Quando a cobra passou rápido por ele, Harry poderia jurar que uma voz baixa e
sibilante tinha dito:
“Brasil, aqui vou eu... obrigado, amigo”.
O
zelador do alojamento dos répteis ficou em estado de choque.
— Mas
o vidro — ele não parava de repetir — Para onde foi o vidro?
O
diretor do zoo em pessoa preparou uma xícara de chá forte para Tia Petúnia
enquanto se desculpava mil vezes.
Pedro
e Duda só conseguiam balbuciar. Pelo que Harry vira, a cobra não fizera nada a
não ser fingir abocanhar os calcanhares deles quando passou, mas quando
chegaram finalmente ao carro do Tio Válter, Duda estava contando que a cobra
quase lhe arrancara a perna a dentadas, enquanto Pedro jurava que a cobra
tentara apertá-lo até matar. Mas o pior de tudo, pelo menos para Harry, foi
Pedro ter se acalmado o suficiente para perguntar:
—
Harry estava conversando com ela, não estava, Harry?
Tio
Válter esperou até Pedro estar longe da casa para brigar com Harry. Estava tão
zangado que mal podia falar. Conseguiu apenas dizer:
—
Vá... armário... Harry... sem comida — antes de desmontar em uma cadeira e Tia
Petúnia ter que correr para lhe servir uma boa dose de conhaque.
Muito
mais tarde, deitado no seu armário, Harry desejou ter um relógio. Não sabia que
horas eram e não tinha certeza se os Dursley já estariam dormindo. Até que
estivessem, ele não poderia se arriscar a ir escondido até a cozinha buscar
alguma coisa para comer.
Vivia
com os Dursley havia quase dez anos, dez infelizes anos, desde que se lembrava,
desde que era bebê e seus pais tinham morrido naquele acidente de carro. Não
conseguia se lembrar de ter estado no carro quando os pais morreram. Às vezes,
quando forçava a memória durante longas horas em seu armário, lembrava-se de
uma estranha visão: um lampejo ofuscante de luz verde e uma queimadura na
testa. Isto, supunha ele, era o acidente, embora não conseguisse lembrar de
onde vinha toda aquela luz verde.
Não
conseguia lembrar nada dos pais. A tia e o tio nunca falavam neles e
naturalmente tinham-no proibido de fazer perguntas. E não havia fotografias
deles na casa.

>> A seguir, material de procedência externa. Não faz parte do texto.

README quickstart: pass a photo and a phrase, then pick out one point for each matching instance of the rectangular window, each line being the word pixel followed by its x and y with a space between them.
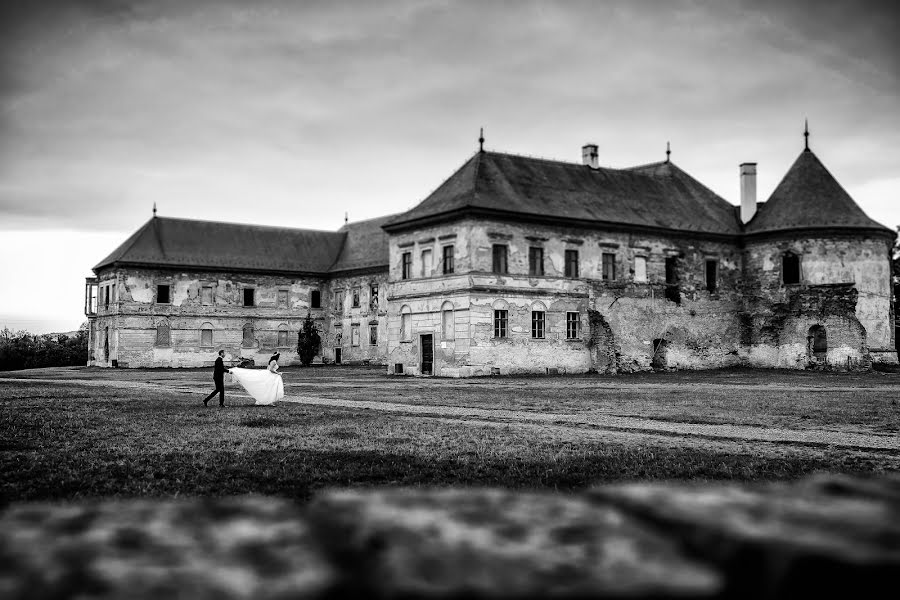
pixel 500 252
pixel 500 323
pixel 640 268
pixel 673 289
pixel 609 266
pixel 571 263
pixel 448 259
pixel 162 294
pixel 535 261
pixel 448 326
pixel 790 268
pixel 573 325
pixel 407 265
pixel 537 324
pixel 406 327
pixel 712 268
pixel 426 263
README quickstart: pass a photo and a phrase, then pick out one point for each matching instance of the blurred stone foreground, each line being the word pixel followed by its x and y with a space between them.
pixel 826 536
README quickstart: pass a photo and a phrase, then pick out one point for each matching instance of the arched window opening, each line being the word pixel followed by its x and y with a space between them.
pixel 817 341
pixel 790 268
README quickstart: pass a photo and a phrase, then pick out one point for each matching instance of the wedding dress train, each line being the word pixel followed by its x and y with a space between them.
pixel 265 387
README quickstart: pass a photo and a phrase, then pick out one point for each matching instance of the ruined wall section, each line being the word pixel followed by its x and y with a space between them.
pixel 351 326
pixel 777 316
pixel 701 330
pixel 137 314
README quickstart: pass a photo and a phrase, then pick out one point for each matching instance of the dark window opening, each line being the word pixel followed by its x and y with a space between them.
pixel 790 268
pixel 673 289
pixel 500 252
pixel 537 324
pixel 535 261
pixel 448 260
pixel 407 265
pixel 712 268
pixel 609 266
pixel 571 263
pixel 500 323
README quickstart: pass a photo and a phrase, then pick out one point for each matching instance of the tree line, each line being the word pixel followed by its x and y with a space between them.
pixel 23 350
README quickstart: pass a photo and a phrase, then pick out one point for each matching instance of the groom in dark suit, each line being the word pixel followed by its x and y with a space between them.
pixel 219 371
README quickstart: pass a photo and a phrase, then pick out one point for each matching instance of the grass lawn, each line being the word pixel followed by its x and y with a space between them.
pixel 106 433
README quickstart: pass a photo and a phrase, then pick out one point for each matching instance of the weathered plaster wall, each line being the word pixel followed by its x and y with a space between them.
pixel 861 262
pixel 340 320
pixel 135 315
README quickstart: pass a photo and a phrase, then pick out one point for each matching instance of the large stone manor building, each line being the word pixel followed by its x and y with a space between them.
pixel 521 265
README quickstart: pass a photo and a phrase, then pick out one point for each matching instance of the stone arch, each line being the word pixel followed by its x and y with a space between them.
pixel 602 344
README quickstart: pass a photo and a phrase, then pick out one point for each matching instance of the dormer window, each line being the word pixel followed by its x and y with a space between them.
pixel 790 268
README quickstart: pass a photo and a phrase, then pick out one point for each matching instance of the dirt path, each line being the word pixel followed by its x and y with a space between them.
pixel 635 425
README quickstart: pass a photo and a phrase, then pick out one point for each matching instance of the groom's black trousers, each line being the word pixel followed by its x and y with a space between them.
pixel 220 389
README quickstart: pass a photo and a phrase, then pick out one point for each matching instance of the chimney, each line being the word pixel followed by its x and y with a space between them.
pixel 589 156
pixel 748 191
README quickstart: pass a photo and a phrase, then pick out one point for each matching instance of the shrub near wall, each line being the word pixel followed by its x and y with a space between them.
pixel 23 350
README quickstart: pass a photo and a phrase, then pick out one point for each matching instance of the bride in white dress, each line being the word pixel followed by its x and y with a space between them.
pixel 265 385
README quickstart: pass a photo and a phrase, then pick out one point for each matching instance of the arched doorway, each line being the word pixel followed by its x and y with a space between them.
pixel 817 343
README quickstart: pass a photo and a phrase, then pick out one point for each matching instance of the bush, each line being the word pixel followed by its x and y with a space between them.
pixel 23 350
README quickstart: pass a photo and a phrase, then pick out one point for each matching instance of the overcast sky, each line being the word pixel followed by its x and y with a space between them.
pixel 291 113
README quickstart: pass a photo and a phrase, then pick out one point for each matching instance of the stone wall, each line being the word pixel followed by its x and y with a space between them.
pixel 826 536
pixel 134 316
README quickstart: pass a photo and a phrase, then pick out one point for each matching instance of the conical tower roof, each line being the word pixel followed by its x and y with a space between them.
pixel 809 197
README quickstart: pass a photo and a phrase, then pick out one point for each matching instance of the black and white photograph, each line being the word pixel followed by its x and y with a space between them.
pixel 449 299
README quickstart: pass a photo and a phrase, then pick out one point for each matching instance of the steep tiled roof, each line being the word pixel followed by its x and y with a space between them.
pixel 365 245
pixel 659 195
pixel 168 242
pixel 809 197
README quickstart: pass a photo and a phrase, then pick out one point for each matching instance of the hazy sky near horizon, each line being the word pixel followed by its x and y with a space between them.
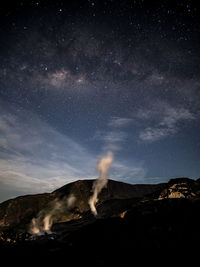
pixel 80 78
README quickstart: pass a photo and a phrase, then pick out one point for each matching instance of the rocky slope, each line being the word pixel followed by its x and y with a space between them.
pixel 19 212
pixel 132 220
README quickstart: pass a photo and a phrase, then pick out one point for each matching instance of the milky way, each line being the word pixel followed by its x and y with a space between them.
pixel 81 78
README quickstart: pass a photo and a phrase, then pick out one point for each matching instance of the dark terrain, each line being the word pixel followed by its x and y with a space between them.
pixel 134 221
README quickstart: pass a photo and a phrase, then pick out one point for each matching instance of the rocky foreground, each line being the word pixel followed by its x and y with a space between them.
pixel 131 219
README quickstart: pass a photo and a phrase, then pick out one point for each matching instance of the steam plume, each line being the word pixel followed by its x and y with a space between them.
pixel 42 224
pixel 103 167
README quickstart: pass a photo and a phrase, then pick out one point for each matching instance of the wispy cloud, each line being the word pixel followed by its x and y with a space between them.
pixel 34 157
pixel 119 122
pixel 164 122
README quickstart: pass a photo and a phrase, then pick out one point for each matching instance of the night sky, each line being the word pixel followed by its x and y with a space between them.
pixel 81 78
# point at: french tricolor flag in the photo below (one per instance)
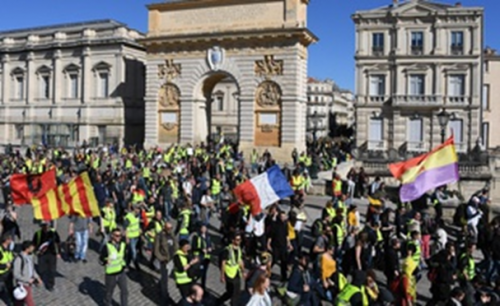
(263, 190)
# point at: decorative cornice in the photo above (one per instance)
(303, 35)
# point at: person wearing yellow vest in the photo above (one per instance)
(182, 267)
(337, 187)
(131, 224)
(254, 161)
(297, 181)
(201, 244)
(152, 230)
(6, 277)
(108, 222)
(354, 294)
(216, 188)
(467, 268)
(232, 271)
(415, 241)
(113, 259)
(183, 223)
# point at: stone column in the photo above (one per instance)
(5, 78)
(120, 73)
(246, 117)
(151, 103)
(30, 78)
(86, 75)
(57, 78)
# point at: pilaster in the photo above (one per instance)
(86, 75)
(57, 77)
(5, 78)
(30, 78)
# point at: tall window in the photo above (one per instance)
(456, 85)
(417, 85)
(103, 84)
(44, 87)
(375, 134)
(417, 42)
(415, 133)
(73, 86)
(457, 42)
(19, 89)
(377, 85)
(219, 100)
(456, 127)
(485, 134)
(486, 97)
(378, 42)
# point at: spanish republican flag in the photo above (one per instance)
(74, 198)
(428, 171)
(24, 187)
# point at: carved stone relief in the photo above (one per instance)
(269, 66)
(268, 94)
(169, 70)
(169, 95)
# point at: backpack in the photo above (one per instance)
(460, 215)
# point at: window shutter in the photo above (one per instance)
(375, 133)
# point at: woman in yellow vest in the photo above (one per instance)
(183, 264)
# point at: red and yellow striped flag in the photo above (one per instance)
(74, 198)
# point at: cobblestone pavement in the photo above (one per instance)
(83, 284)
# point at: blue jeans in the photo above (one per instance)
(82, 243)
(133, 249)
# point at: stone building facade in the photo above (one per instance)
(65, 84)
(259, 45)
(327, 102)
(413, 60)
(491, 98)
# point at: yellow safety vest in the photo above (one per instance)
(182, 278)
(470, 270)
(128, 164)
(216, 187)
(201, 245)
(146, 173)
(137, 197)
(151, 234)
(109, 218)
(7, 257)
(337, 187)
(418, 251)
(233, 263)
(340, 234)
(133, 228)
(95, 164)
(186, 218)
(116, 258)
(344, 297)
(297, 182)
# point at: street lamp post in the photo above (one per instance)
(443, 118)
(313, 170)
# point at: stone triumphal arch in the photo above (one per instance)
(258, 48)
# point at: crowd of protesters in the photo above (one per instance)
(157, 207)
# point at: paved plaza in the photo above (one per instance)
(83, 284)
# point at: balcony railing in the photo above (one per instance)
(457, 100)
(417, 50)
(417, 100)
(377, 98)
(457, 49)
(378, 51)
(376, 145)
(416, 146)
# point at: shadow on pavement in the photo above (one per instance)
(94, 289)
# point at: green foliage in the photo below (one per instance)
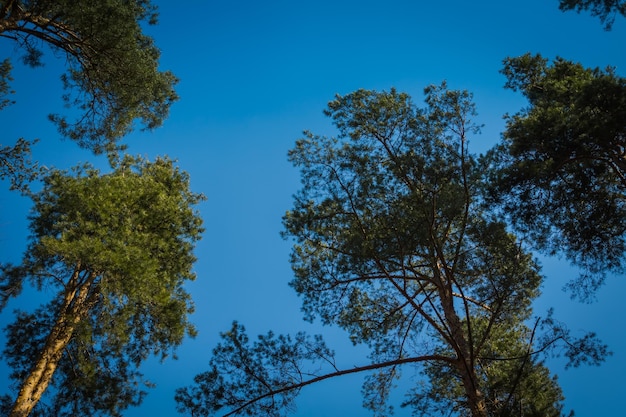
(125, 239)
(112, 73)
(236, 365)
(393, 243)
(606, 10)
(562, 172)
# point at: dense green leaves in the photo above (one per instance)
(562, 173)
(118, 248)
(112, 77)
(393, 243)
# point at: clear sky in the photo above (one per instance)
(254, 74)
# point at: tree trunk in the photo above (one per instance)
(75, 307)
(465, 354)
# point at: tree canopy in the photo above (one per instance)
(606, 10)
(112, 76)
(116, 249)
(393, 243)
(561, 170)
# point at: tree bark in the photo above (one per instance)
(76, 304)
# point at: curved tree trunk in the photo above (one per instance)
(76, 304)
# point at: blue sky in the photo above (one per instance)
(254, 75)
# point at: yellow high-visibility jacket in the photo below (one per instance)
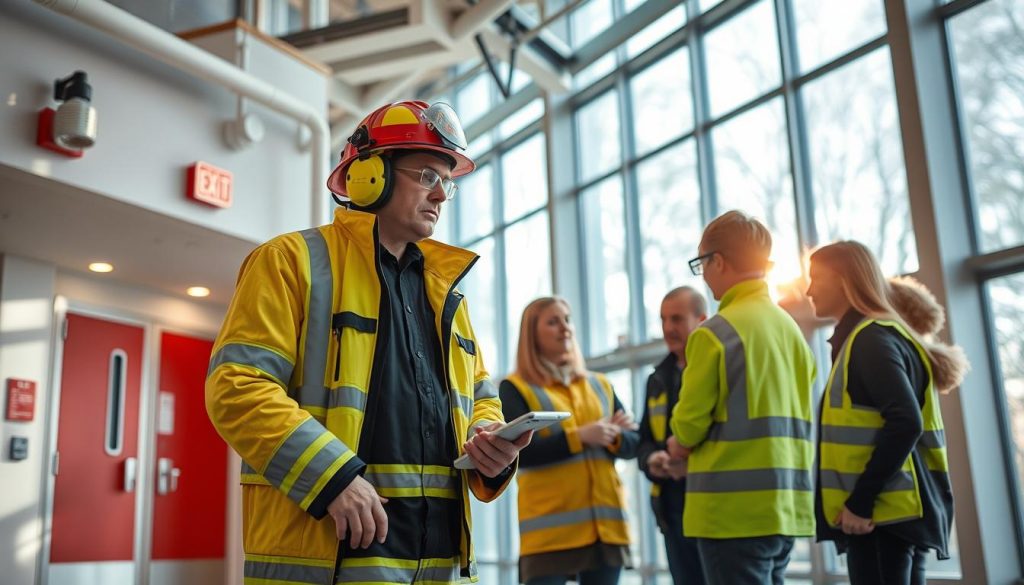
(848, 436)
(577, 501)
(745, 409)
(288, 384)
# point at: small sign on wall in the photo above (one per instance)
(209, 184)
(165, 415)
(20, 400)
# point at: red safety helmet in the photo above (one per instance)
(402, 125)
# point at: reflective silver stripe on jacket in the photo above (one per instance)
(304, 436)
(270, 363)
(739, 426)
(865, 436)
(571, 517)
(750, 481)
(484, 389)
(379, 574)
(833, 479)
(288, 573)
(312, 391)
(380, 476)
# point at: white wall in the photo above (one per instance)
(26, 327)
(154, 122)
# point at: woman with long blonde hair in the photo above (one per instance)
(883, 494)
(571, 506)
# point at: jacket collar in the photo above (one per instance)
(745, 289)
(445, 262)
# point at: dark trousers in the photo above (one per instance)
(759, 560)
(882, 558)
(684, 559)
(599, 576)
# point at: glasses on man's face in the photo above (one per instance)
(696, 264)
(429, 179)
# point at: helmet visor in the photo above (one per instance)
(445, 123)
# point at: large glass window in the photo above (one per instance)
(597, 127)
(742, 57)
(663, 109)
(670, 214)
(857, 171)
(988, 50)
(752, 167)
(607, 280)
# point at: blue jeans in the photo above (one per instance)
(684, 559)
(883, 558)
(599, 576)
(759, 560)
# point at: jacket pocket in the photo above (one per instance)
(273, 525)
(340, 321)
(467, 344)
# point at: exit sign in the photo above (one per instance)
(209, 184)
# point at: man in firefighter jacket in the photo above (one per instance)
(348, 378)
(744, 415)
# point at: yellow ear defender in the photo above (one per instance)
(368, 181)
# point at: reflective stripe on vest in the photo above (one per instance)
(739, 426)
(381, 570)
(571, 517)
(265, 570)
(410, 481)
(849, 432)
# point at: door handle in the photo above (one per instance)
(167, 475)
(131, 473)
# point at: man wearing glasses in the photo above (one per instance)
(743, 418)
(348, 378)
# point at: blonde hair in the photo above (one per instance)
(870, 293)
(741, 240)
(528, 365)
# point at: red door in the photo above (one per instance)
(188, 520)
(97, 430)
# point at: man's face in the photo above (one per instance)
(414, 209)
(678, 322)
(714, 273)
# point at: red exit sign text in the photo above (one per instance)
(209, 184)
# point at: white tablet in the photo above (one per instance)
(513, 429)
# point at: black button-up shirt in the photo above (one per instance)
(410, 415)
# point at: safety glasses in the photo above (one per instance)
(696, 264)
(429, 179)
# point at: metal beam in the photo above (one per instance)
(623, 30)
(529, 61)
(476, 17)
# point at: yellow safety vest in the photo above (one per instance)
(578, 501)
(848, 437)
(750, 473)
(288, 385)
(657, 417)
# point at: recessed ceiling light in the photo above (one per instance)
(101, 266)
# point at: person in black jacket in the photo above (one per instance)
(893, 369)
(682, 310)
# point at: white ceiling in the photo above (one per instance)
(50, 221)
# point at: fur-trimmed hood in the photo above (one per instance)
(918, 307)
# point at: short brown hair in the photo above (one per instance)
(698, 306)
(741, 240)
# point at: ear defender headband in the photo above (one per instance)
(368, 178)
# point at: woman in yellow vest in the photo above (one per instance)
(883, 491)
(571, 506)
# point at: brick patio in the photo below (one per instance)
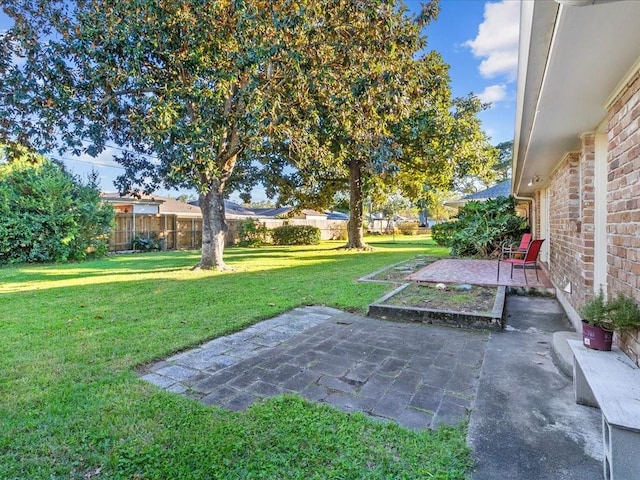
(479, 272)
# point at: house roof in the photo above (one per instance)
(502, 189)
(166, 205)
(336, 215)
(572, 60)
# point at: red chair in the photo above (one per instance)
(530, 258)
(510, 252)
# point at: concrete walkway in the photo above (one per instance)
(524, 423)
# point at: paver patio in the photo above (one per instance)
(419, 376)
(478, 272)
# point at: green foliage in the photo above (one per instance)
(625, 313)
(253, 233)
(621, 314)
(296, 235)
(408, 228)
(596, 311)
(147, 244)
(505, 158)
(481, 227)
(442, 233)
(47, 215)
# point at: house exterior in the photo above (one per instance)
(577, 146)
(178, 225)
(174, 224)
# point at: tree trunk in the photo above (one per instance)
(214, 227)
(354, 226)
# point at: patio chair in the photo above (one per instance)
(530, 259)
(508, 251)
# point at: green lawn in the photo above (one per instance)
(72, 336)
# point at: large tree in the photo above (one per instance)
(189, 89)
(386, 121)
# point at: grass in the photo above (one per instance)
(72, 407)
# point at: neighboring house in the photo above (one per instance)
(178, 225)
(502, 189)
(577, 145)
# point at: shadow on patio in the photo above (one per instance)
(479, 272)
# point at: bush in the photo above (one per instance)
(147, 244)
(253, 233)
(408, 228)
(47, 214)
(296, 235)
(481, 228)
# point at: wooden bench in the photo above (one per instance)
(611, 382)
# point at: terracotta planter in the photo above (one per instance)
(596, 338)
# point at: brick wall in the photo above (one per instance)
(570, 253)
(623, 202)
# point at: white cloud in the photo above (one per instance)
(497, 39)
(493, 93)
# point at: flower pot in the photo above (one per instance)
(596, 338)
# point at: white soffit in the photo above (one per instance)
(591, 50)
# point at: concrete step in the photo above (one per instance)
(561, 352)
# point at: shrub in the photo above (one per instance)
(147, 244)
(47, 214)
(296, 235)
(408, 228)
(481, 227)
(253, 233)
(442, 233)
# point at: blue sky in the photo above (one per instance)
(477, 39)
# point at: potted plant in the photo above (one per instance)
(624, 313)
(597, 327)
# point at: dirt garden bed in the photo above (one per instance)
(460, 298)
(462, 306)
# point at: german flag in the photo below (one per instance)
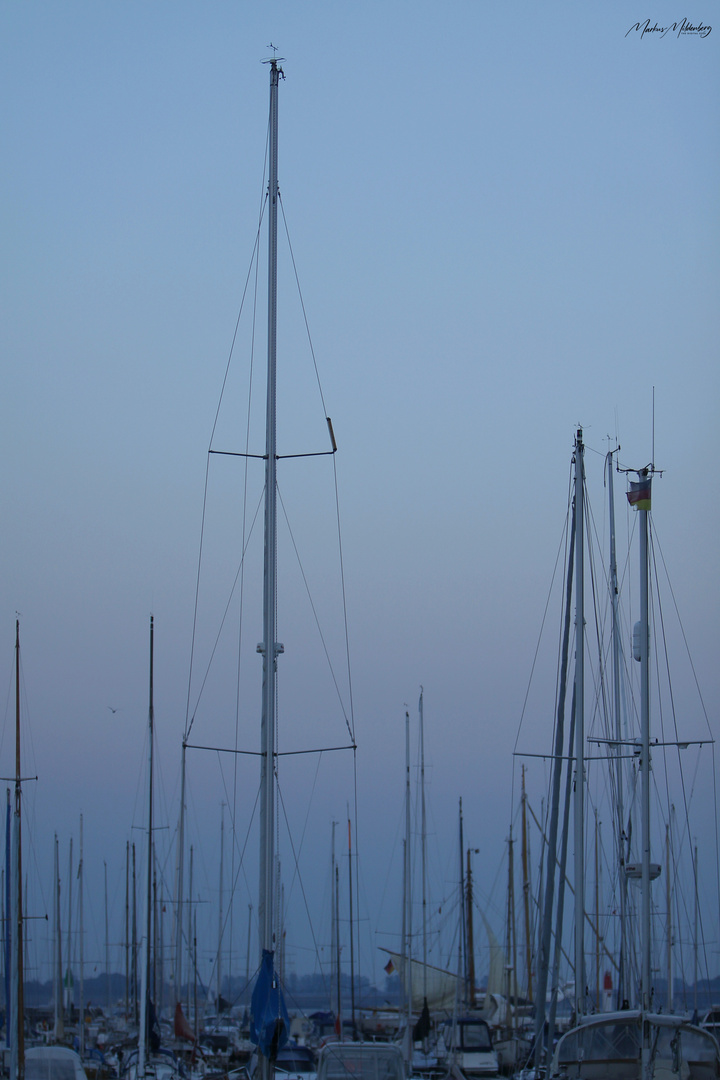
(639, 495)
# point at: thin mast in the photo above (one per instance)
(619, 736)
(579, 810)
(526, 891)
(407, 906)
(270, 648)
(423, 850)
(145, 989)
(177, 974)
(82, 949)
(219, 929)
(19, 998)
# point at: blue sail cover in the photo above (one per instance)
(269, 1021)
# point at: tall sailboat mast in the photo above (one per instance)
(17, 1045)
(579, 812)
(269, 647)
(145, 989)
(619, 738)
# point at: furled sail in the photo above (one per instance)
(442, 985)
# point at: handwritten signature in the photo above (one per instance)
(684, 27)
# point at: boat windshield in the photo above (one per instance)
(345, 1062)
(475, 1037)
(295, 1063)
(617, 1041)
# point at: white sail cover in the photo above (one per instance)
(497, 962)
(443, 986)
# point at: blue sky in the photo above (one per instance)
(505, 224)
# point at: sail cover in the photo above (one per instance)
(269, 1021)
(442, 985)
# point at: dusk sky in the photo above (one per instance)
(504, 224)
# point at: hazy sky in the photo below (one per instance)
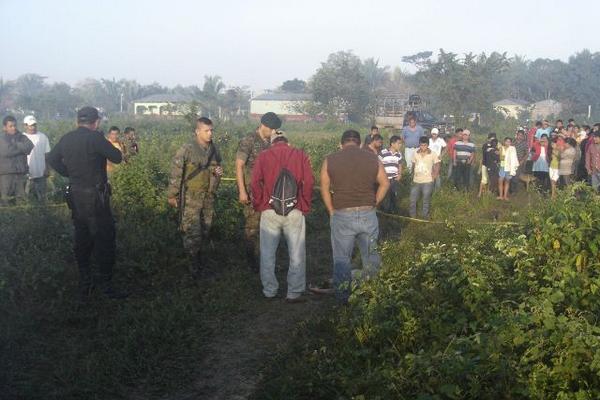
(262, 43)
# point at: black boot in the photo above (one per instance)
(107, 289)
(112, 293)
(199, 267)
(85, 285)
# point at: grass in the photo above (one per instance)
(154, 343)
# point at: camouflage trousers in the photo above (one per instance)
(196, 221)
(251, 230)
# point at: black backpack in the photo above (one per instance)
(284, 197)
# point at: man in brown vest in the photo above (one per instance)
(353, 183)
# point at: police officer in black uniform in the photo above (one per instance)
(81, 155)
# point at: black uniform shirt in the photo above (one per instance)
(81, 155)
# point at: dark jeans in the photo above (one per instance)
(94, 234)
(388, 204)
(416, 191)
(462, 176)
(12, 186)
(348, 227)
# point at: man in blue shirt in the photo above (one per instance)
(411, 135)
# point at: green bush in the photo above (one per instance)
(498, 312)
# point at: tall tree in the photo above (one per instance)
(340, 85)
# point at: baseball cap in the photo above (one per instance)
(271, 120)
(29, 120)
(88, 115)
(278, 135)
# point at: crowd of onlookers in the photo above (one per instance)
(23, 170)
(548, 157)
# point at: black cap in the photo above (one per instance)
(271, 120)
(88, 115)
(351, 136)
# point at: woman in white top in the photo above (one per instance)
(509, 162)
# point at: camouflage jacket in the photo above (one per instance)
(248, 149)
(192, 171)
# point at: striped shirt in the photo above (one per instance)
(463, 150)
(390, 161)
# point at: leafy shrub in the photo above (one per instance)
(501, 312)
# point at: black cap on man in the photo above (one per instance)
(271, 120)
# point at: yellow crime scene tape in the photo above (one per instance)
(228, 179)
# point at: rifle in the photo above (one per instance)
(188, 178)
(181, 199)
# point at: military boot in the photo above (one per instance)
(85, 286)
(109, 291)
(198, 266)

Quando era mais novo Harry sonhara muitas vezes com um parente
desconhecido que vinha levá-lo embora, mas isto nunca acontecera, os Dursley
eram sua única família.
Ainda
assim, ele achava (ou talvez fosse só uma esperança) que estranhos na rua o
conheciam. E eram estranhos muito estranhos.
Um
homenzinho de cartola roxa se curvara para ele uma vez quando estava fazendo
compras com Tia Petúnia e Duda. Depois de perguntar a Harry, furiosa, se ele
conhecia o homem, Tia Petúnia tinha empurrado os meninos depressa para fora da
loja sem comprar nada. Uma velha amalucada toda vestida de verde uma vez
acenara alegremente para ele no ônibus. Um careca com um longo casaco púrpura,
chegara a apertar sua mão na rua um dia desses e em seguida se afastara sem
dizer nada. A coisa mais estranha nessas pessoas era a maneira com que pareciam
desaparecer no instante em que Harry tentava vê-los melhor.
Na
escola Harry não tinha ninguém. Todos sabiam que a turma de Duda odiava aquele
estranho Harry Potter com suas roupas velhas e folgadas e os óculos remendados,
e ninguém gostava de contrariar a turma do Duda.